A abertura do disco fica por conta de “I Feel So Free”, uma das músicas lançadas antecipadamente como single. A faixa traz influências da clássica “I Feel Love”, de Donna Summer e Giorgio Moroder, considerada um marco da música eletrônica.
Na canção, Madonna faz referências à criação de novas identidades e à liberdade encontrada nas pistas de dança.
“Às vezes eu gosto de me esconder nas sombras, criar uma nova persona, uma identidade diferente.”
Mais adiante, a cantora acrescenta:
“Sinceramente, eu gostaria de ser como as outras pessoas e simplesmente não me importar, mas aqui fora, na pista de dança, me sinto tão livre.”
Um dos momentos centrais do álbum é a faixa “Danceteria”, em que Madonna relembra sua formação artística nos clubes de Nova York entre o fim da década de 1970 e o início dos anos 1980.
A música faz referência ao ambiente em que negros, brancos e integrantes da comunidade LGBTQIA+ compartilhavam as pistas de dança antes da epidemia de HIV/Aids alterar profundamente aquela cena cultural.
Ao longo do álbum, a cantora alterna momentos mais voltados à sensualidade, lembrando a fase do disco Erotica, lançado em 1992, com composições de atmosfera mais leve.
Entre elas estão “Love Sensation” e “Bring Your Love”, esta última gravada em parceria com a cantora Sabrina Carpenter, apontada como uma das artistas que mais representam a nova geração do pop.
Depois de explorar diferentes tendências musicais ao longo dos últimos anos, incluindo influências da música latina, Madonna retorna às raízes da house music.
Faixas como “I Feel So Free” e “Bring Your Love” utilizam referências da house produzida em Detroit, estilo que voltou a ganhar destaque recentemente em trabalhos de artistas como Beyoncé.
Já músicas como “Fragile”, dedicada ao irmão Christopher, falecido em 2024, e “Good for the Soul” incorporam elementos do UK Garage, segundo críticos que tiveram acesso antecipado ao disco.
Além de Sabrina Carpenter, Confessions II conta com participações de artistas internacionais de diferentes estilos.
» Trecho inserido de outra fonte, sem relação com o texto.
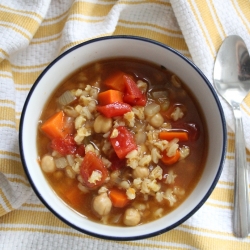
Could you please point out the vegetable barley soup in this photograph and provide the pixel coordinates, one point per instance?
(122, 142)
O rapper colombiano Feid participa da faixa “Read My Lips”, descrita como um reggaeton com elementos de funk brasileiro.
Já o cantor belga Stromae divide os vocais com Madonna em “My Sins Are My Saviour”, composição que apresenta influências do estilo interpretado por Serge Gainsbourg. O álbum também traz uma colaboração com Lola Leon, filha da cantora, na música “The Test”.
Na faixa, Madonna faz uma reflexão sobre a exposição pública vivida pela família.
“Você não pediu por todas essas luzes piscantes… eu gostaria de saber a dor que causei.”
Outra parceria presente no disco é com o DJ holandês Martin Garrix, responsável pela produção de “Bizarre”. Apesar das expectativas criadas antes do lançamento, a colaboração entre Madonna e Kylie Minogue, especulada nos últimos meses, não se concretizou.
As primeiras avaliações publicadas após o lançamento destacam que Confessions II dificilmente repetirá o impacto cultural alcançado por Confessions on a Dance Floor em 2005. Ainda assim, a maior parte das análises considera que o novo trabalho representa um retorno consistente da cantora ao universo da música eletrônica.
O álbum também é visto como uma continuidade do momento iniciado com a turnê Celebration, realizada em 2024, quando Madonna relembrou sucessos de quatro décadas de carreira durante apresentações que reuniram milhares de pessoas, incluindo o show realizado na Praia de Copacabana, no Rio de Janeiro.
Ao longo das novas faixas, a cantora revisita momentos importantes de sua trajetória, aborda temas ligados à identidade, à liberdade e ao envelhecimento e reafirma a intenção de permanecer ativa em um mercado musical marcado pela renovação constante de artistas e tendências.